Busy days that felt like they flew by, empty ones that felt like they would never end. We’ve all had them – moments, months, even years that seem to move at different speeds – so what causes this, and how can we use this to our advantage in a year like 2020?
Until recently, I thought it was the amount of tasks I completed that made time feel like it was moving fast or slow. For example, a day with four meetings and fifty emails would feel a lot quicker than one with no meetings and only twenty-five emails, because the less time spent watching the clock, the “faster” it would seem to move.
But there’s something besides how busy we are that affects our perception of time; our mental state. How we’re feeling, busy or not, tends to tip the scale.* For example, let’s say you’re at the beach. It’s sunny, not too humid, and the last day of summer. Chances are that day is going to feel like it ended way too soon, even if was spent doing nothing, like laying on a towel.
Now remember a time when you had nothing to do but it felt like it would never end, like the last time you went to the DMV. Those minutes couldn’t tick by fast enough, could they?
So now that we know what affects our perception of time, how is this information useful?
When we can anticipate activities or moments we won’t enjoy, it’s easy to plan ahead, make them less painful and thus speed up the time it takes to do them. Like reading a book or playing a game while standing in line.

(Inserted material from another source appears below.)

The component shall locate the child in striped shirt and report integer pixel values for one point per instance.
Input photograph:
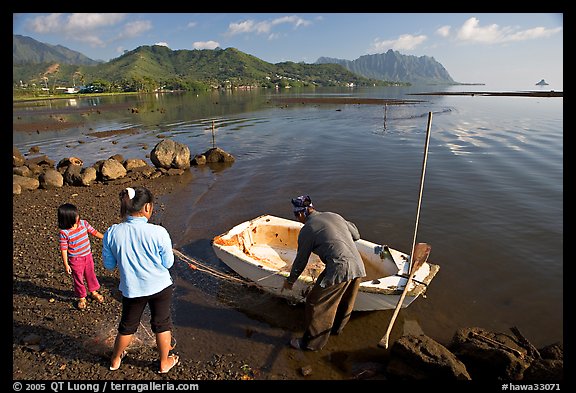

But what about the moments we can’t plan, can’t even see coming? Those are the ones that often feel the slowest and most disheartening. Job loss, sickness, personal loss; you can put money away, wash your hands, and call your loved ones every hour, but no amount of planning can ever fully prepare you for the mental toll any one of those things can take.
So if you can’t plan and you can’t prepare, what can you do to get through time’s longest, most difficult moments? We can stop, take a breath and ask ourselves how we’re feeling and why. It may sound like a simple exercise, but sometimes just putting labels on things can help when we feel overwhelmed or upset. Because oftentimes it’s the new and unfamiliar that scares us more than the tried and true, and by putting a name on it, that makes it feel more familiar and hopefully, a little less scary. It also gives you a starting point to measure progress.
Do you feel scared, sad, angry, lonely, empty? When did you start feeling this way, what caused it? Did you lose a job, family member, spouse or friend? Are you losing your health?
Next ask yourself: what would make you feel better, no holds barred. You’re upset because you lost your job, would it make you happy if you got it back, or would you rather work somewhere else? In another field? Was it the way in which you lost your job and you want an apology or professional courtesy? Was it your own company that closed and you want it back?
Ultimately knowing what would make you feel better, as unattainable as it might seem, gives you your end point. If you think about it like a football field, one end zone is overwhelmed and unhappy, the other is calm and satisfied. You usually can’t race from one end to the other, but if you take it yard by yard, eventually you’ll get there.
So what if you don’t have the luxury of choice, say a loved one passed and there is nothing you can do to bring them back. In the literal sense, you’re correct, but if you’re sad because someone was taken from you and you want them back, there are other ways to keep them with you. Write down or record all your favorite memories; you can keep them for yourself or share them with others later. Make a video of their favorite places or places that remind you most of them. Create or donate something in their memory, and it doesn’t have to be art, it could be time – finishing something they felt passionate about, reaching out to others, helping a cause they believed in.
And lastly, what if it wasn’t one big thing that broke you, what if it was a bunch of little things that blew up, what if it was everything all at once? You may not have all the answers, you might not even know where to start. In this situation, the best thing to do is expand the conversation. Reach out to a family member, friend or professional**, and if you’re not sure who to call, consider who else in your life might want to talk. No one likes asking for help, but everyone likes it when someone reaches out, even if just to say: hi, how are you?
So in the end, sometimes getting through a year like 2020 will take more than just a day and more than just you, but if the key to speeding it up and getting through life’s toughest moments is finding ways to enjoy them, or at the very least, make them bearable, then I can think of worse ways to live. You just have to choose the best way that works for you.
And finally, how does all of this relate to this post’s picture? Like many people this year, COVID has kept me pretty isolated and this was one of the first days I got out somewhere besides the grocery store and gas station. Wanting to make the most out of my time, I went to one of my favorite places, Bristol, Rhode Island. Now if you’ve seen my earlier post, you might recognize this fence. Five years ago, it was sturdy and connected, and seeing it now, the rails gone and each post standing a lonely six feet apart, it seemed an all-too-fitting metaphor for 2020. So I made something out of it, something with the ultimate goal of helping others.
*Visit The Fluidity of Time: Scientists Uncover How Emotions Alter Time Perception – Association for Psychological Science – APS to learn more about the studies and experiments done about the human perception and passage of time.
**Visit Home | NAMI: National Alliance on Mental Illness to speak with a mental health professional.